Figure 2. EpCAM silencing leads to unusual tight junction positioning defects at tricellular junctions.

(a) Western blot analysis of the EpCAM expression level in control (Caco2 shNT) or EpCAM-deprived (Caco2 shEpCAM #1 and Caco2 shEpCAM #2) clones. GAPDH was used as loading control. (b,c) Confocal microscopy analysis of E-cadherin (b) and Scribble (c) on the apical or lateral sides in control and EpCAM-depleted cells. Scale bars, 5 μm. Nuclei were detected with Hoechst 33342 staining (blue). (d,e) 3D-SIM microscopy analysis of E-cadherin localization in control (d) and EpCAM-deprived (e) cells. Scale bars, 2 μm. (f) Cell shape analysis after E-cadherin immunostaining in control or EpCAM-deprived cells. Scale bars, 5 μm. (g), Statistical analysis of polygonal shape in control or EpCAM-deprived cells. Three independent experiments were carried out. N (Caco2shNT)=517 cells, N (Caco2shEpCAM#1)=550 cells, N (Caco2shEpCAM#2)=427 cells.

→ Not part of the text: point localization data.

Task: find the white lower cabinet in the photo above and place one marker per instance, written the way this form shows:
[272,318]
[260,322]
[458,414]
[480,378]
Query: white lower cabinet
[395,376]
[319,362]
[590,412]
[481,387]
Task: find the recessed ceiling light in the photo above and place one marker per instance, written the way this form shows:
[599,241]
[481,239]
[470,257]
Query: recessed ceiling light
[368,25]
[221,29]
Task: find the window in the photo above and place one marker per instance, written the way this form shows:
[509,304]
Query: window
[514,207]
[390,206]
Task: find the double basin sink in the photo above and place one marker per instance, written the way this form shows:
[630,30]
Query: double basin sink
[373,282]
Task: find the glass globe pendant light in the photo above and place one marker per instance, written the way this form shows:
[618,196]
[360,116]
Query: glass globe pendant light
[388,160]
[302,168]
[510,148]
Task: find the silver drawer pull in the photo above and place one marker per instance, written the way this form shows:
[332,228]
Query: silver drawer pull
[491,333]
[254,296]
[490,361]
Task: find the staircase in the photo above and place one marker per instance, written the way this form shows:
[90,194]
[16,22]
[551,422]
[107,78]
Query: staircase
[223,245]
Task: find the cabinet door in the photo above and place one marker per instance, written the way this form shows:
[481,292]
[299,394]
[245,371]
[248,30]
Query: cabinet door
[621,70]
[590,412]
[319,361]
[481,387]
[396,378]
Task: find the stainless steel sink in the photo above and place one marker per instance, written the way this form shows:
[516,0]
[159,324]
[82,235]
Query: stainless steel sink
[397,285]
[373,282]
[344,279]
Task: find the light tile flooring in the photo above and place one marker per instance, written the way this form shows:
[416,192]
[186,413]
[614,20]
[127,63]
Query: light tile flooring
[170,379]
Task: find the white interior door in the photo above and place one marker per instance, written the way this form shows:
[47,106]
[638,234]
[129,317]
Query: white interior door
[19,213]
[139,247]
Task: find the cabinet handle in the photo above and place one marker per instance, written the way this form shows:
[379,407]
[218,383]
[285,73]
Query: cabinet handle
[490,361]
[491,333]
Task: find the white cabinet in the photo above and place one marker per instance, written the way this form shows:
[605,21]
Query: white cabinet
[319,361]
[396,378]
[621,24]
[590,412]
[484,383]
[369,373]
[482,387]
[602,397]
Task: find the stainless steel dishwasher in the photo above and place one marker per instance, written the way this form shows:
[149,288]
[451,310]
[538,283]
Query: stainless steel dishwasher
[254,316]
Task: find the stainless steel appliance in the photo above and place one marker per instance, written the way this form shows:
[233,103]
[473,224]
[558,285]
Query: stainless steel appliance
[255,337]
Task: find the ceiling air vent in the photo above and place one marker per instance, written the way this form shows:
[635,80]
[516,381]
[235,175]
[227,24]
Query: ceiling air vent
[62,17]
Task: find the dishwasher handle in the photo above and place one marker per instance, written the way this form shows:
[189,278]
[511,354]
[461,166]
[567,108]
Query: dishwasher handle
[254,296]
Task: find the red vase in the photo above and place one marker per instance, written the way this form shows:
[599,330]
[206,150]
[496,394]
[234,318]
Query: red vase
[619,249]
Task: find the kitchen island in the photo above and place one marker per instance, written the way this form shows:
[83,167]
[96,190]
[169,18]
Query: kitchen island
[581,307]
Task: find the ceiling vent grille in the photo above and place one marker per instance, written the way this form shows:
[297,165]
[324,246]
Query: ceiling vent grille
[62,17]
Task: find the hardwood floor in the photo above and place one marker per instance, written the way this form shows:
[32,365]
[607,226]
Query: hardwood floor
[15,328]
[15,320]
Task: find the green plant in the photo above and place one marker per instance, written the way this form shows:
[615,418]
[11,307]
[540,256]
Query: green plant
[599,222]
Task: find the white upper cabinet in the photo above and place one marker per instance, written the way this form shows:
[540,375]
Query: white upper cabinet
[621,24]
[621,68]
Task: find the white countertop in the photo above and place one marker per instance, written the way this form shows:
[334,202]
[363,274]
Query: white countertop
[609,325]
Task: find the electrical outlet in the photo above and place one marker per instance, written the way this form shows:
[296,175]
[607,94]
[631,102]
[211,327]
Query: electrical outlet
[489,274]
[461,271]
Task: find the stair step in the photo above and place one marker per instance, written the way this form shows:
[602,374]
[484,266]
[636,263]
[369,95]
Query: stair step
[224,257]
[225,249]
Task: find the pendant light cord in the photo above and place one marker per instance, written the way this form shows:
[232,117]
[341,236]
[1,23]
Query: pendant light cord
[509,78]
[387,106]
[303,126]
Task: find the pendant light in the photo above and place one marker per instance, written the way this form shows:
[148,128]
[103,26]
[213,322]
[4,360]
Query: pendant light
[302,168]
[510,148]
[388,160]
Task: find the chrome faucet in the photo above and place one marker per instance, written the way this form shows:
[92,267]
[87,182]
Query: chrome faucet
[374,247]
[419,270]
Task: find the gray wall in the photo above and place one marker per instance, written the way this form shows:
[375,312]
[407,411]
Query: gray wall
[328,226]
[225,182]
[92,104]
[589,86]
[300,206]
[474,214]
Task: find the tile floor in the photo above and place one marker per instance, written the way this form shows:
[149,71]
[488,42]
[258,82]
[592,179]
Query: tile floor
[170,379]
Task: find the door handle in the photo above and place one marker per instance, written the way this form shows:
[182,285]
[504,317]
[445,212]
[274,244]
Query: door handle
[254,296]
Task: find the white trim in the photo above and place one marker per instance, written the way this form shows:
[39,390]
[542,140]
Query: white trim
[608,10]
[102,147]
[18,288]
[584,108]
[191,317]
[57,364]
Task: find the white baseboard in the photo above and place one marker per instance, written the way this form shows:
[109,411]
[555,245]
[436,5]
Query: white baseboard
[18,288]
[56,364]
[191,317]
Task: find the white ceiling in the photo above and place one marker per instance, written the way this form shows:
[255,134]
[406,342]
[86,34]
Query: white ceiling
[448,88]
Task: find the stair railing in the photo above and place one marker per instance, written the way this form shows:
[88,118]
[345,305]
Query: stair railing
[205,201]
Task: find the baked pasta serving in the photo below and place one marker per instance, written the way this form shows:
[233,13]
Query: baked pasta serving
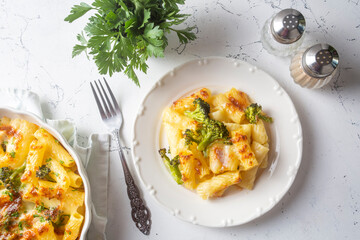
[215,141]
[41,192]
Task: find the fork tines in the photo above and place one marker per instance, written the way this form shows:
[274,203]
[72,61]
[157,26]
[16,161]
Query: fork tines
[107,107]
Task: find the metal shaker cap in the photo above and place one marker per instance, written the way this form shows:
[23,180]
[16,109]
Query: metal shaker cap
[288,26]
[320,60]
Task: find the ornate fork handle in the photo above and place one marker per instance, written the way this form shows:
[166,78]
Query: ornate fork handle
[139,212]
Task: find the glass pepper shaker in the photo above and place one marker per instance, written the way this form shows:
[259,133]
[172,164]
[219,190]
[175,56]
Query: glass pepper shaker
[282,34]
[316,66]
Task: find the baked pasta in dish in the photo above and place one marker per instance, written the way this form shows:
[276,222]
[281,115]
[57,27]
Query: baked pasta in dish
[215,141]
[41,192]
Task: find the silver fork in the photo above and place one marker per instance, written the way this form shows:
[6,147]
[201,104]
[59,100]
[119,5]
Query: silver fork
[112,117]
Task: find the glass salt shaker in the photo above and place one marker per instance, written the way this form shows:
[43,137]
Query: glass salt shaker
[282,34]
[316,66]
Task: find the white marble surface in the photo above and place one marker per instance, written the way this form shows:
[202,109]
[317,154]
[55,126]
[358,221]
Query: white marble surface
[324,201]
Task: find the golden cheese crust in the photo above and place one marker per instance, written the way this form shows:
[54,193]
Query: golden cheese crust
[223,165]
[41,192]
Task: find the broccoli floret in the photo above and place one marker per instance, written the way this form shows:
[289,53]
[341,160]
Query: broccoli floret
[191,136]
[201,112]
[11,177]
[43,173]
[209,131]
[172,165]
[253,112]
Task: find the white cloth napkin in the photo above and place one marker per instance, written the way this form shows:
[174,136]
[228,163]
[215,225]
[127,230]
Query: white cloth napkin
[95,156]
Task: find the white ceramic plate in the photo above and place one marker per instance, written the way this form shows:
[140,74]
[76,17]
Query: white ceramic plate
[235,207]
[13,113]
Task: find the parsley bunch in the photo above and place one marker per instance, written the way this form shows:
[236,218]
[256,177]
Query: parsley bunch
[123,34]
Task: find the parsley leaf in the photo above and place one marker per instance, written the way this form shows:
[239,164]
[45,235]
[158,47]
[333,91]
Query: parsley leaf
[122,34]
[78,11]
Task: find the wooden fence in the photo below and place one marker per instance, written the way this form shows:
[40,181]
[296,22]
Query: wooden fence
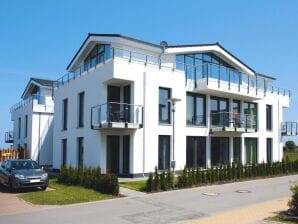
[11,153]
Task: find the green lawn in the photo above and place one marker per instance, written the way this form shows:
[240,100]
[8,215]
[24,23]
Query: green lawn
[63,195]
[139,185]
[291,155]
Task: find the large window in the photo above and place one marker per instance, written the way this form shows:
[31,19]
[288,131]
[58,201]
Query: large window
[81,102]
[19,127]
[269,117]
[195,109]
[98,54]
[64,114]
[64,152]
[164,105]
[219,151]
[219,111]
[269,150]
[237,150]
[80,152]
[195,151]
[163,152]
[251,145]
[250,112]
[26,126]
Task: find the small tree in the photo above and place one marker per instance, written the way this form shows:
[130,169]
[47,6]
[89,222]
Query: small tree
[290,145]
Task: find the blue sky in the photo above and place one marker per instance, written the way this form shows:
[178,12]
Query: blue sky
[39,38]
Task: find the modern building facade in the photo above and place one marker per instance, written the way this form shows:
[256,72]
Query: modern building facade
[33,122]
[113,109]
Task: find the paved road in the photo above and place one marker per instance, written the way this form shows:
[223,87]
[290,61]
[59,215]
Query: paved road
[167,207]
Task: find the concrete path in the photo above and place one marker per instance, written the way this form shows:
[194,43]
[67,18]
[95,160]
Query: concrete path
[168,207]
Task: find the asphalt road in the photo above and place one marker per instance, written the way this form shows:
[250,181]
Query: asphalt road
[166,207]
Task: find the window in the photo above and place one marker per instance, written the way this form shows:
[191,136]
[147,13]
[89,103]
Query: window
[219,111]
[251,145]
[19,127]
[195,151]
[81,100]
[164,105]
[195,109]
[269,117]
[251,113]
[269,150]
[64,152]
[64,115]
[237,150]
[219,151]
[26,126]
[80,152]
[163,152]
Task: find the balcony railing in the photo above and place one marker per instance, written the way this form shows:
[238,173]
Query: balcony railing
[9,137]
[233,121]
[40,99]
[116,115]
[289,128]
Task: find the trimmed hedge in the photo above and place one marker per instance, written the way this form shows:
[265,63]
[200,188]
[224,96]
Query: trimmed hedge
[90,178]
[224,173]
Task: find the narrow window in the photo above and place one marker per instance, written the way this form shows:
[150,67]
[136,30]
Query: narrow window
[26,126]
[164,105]
[80,152]
[163,152]
[269,150]
[64,152]
[64,116]
[269,117]
[19,127]
[81,99]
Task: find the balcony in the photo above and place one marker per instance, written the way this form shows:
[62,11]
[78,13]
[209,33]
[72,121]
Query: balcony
[115,115]
[289,128]
[232,122]
[9,137]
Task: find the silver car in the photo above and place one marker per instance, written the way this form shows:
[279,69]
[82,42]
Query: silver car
[18,174]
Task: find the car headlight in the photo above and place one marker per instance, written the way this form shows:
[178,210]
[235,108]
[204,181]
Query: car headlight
[19,176]
[44,176]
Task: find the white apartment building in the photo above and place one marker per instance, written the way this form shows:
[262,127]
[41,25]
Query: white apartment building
[113,108]
[33,122]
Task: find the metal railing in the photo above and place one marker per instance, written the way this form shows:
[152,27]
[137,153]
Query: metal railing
[9,137]
[202,71]
[289,128]
[40,99]
[233,120]
[116,112]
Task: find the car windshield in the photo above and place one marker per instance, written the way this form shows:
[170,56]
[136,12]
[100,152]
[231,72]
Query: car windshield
[24,165]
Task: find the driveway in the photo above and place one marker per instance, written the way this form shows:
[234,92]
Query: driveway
[167,207]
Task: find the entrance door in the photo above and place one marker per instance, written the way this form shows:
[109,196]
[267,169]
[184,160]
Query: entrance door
[113,143]
[126,154]
[113,103]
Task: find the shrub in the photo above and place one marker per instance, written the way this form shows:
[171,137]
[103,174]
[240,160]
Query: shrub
[293,202]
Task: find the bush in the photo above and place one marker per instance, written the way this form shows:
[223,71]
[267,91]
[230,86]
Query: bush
[293,202]
[90,178]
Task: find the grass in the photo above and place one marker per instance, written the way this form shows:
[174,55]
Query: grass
[63,195]
[139,185]
[291,155]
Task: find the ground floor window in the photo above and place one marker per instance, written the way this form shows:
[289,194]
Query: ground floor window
[64,152]
[163,152]
[80,152]
[269,150]
[251,145]
[195,151]
[219,151]
[237,150]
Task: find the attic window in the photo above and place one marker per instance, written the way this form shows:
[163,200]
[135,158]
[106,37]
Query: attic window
[98,54]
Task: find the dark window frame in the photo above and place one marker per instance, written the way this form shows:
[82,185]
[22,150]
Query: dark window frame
[168,121]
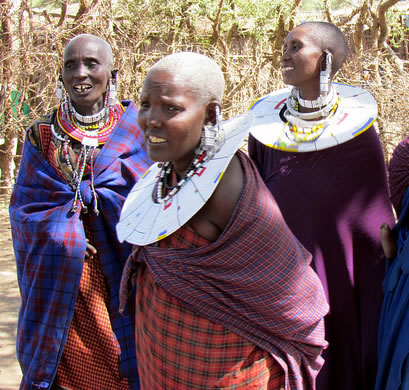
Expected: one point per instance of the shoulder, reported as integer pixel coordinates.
(215, 215)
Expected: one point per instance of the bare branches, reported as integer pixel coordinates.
(383, 27)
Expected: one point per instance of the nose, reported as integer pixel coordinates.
(285, 56)
(153, 118)
(80, 71)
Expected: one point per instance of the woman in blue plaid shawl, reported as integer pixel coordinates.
(79, 163)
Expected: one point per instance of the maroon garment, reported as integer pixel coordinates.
(334, 201)
(398, 173)
(255, 280)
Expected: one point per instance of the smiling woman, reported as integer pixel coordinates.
(316, 149)
(75, 173)
(225, 296)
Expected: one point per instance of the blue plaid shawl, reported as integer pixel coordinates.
(49, 244)
(255, 280)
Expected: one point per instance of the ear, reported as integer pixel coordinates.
(212, 110)
(326, 60)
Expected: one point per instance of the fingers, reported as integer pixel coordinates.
(90, 250)
(388, 241)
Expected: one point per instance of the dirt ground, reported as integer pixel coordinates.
(10, 374)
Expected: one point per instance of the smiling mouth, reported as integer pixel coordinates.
(156, 140)
(82, 87)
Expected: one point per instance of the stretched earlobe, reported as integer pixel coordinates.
(59, 88)
(325, 73)
(213, 114)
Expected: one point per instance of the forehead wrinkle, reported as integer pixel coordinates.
(103, 52)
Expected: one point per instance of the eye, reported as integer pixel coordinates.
(173, 108)
(144, 104)
(92, 64)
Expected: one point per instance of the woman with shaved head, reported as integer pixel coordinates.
(225, 295)
(79, 163)
(317, 150)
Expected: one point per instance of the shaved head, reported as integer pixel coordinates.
(329, 37)
(105, 47)
(200, 73)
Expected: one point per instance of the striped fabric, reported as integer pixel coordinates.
(255, 280)
(49, 244)
(177, 349)
(91, 353)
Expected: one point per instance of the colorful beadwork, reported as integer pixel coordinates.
(91, 136)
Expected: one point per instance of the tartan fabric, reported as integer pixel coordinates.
(91, 353)
(49, 244)
(177, 349)
(255, 280)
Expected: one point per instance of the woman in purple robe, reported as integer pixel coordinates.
(317, 150)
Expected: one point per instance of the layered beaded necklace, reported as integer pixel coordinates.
(300, 126)
(96, 132)
(165, 178)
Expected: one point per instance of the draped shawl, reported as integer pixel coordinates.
(255, 280)
(49, 244)
(393, 341)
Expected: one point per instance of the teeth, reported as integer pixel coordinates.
(82, 87)
(156, 140)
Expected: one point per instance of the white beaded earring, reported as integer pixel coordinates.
(59, 88)
(325, 74)
(212, 136)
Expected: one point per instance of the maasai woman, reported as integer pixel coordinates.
(317, 151)
(393, 341)
(79, 163)
(225, 294)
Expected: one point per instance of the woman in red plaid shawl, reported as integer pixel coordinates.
(228, 300)
(79, 163)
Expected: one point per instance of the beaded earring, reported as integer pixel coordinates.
(212, 137)
(59, 88)
(112, 88)
(325, 74)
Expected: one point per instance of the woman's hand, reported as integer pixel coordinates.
(388, 241)
(90, 251)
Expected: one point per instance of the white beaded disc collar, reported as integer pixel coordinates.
(143, 221)
(356, 113)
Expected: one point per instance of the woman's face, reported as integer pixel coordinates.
(171, 117)
(301, 61)
(86, 72)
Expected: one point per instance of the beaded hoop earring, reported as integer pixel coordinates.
(325, 74)
(212, 137)
(59, 88)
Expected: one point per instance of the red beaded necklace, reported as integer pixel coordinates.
(94, 137)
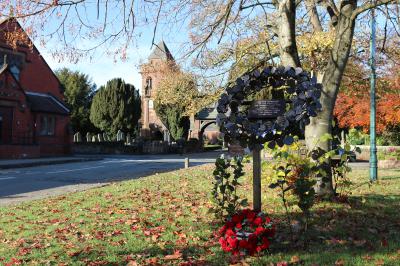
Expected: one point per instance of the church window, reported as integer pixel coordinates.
(149, 85)
(15, 71)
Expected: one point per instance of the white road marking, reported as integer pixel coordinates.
(73, 170)
(7, 177)
(160, 161)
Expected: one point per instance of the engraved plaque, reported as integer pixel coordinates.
(266, 109)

Caco2 shNT cells with two cell edges=0%, three cell edges=0.455±0.787%, four cell edges=8.673±3.406%, five cell edges =48.154±11.123%, six cell edges=35.652±8.888%, more than six cell edges=7.067±3.851 cells%. Caco2 shEpCAM#1 cells with two cell edges=1.822±0.733 cells%, three cell edges=22.031±5.906%, four cell edges=46.061±3.851%, five cell edges=24.728±4.344%, six cell edges=5.027±2.210%, more than six cell edges=0.330±0.572%. Caco2 shEpCAM#2 cells with two cell edges=0.966±0.848%, three cell edges=12.542±5.942%, four cell edges=46.739±8.082%, five cell edges=32.319±4.777%, six cell edges=6.098±3.412%, more than six cell edges=1.336±1.261%. Unpaired t-tests, *P<0,0001. Values are mean±s.e.m. (h–j) Confocal microscopy analysis of claudin-7, ZO-1 and occludin on the apical or lateral sides in control and EpCAM-depleted cells. (k) Confocal analysis of occludin (red) location at TCs in EpCAM-deprived cells, 3D rendering of z-stacks. Tilted bottom view is presented. Scale bars, 5 μm. Nuclei were detected with Hoechst 33342 staining (blue).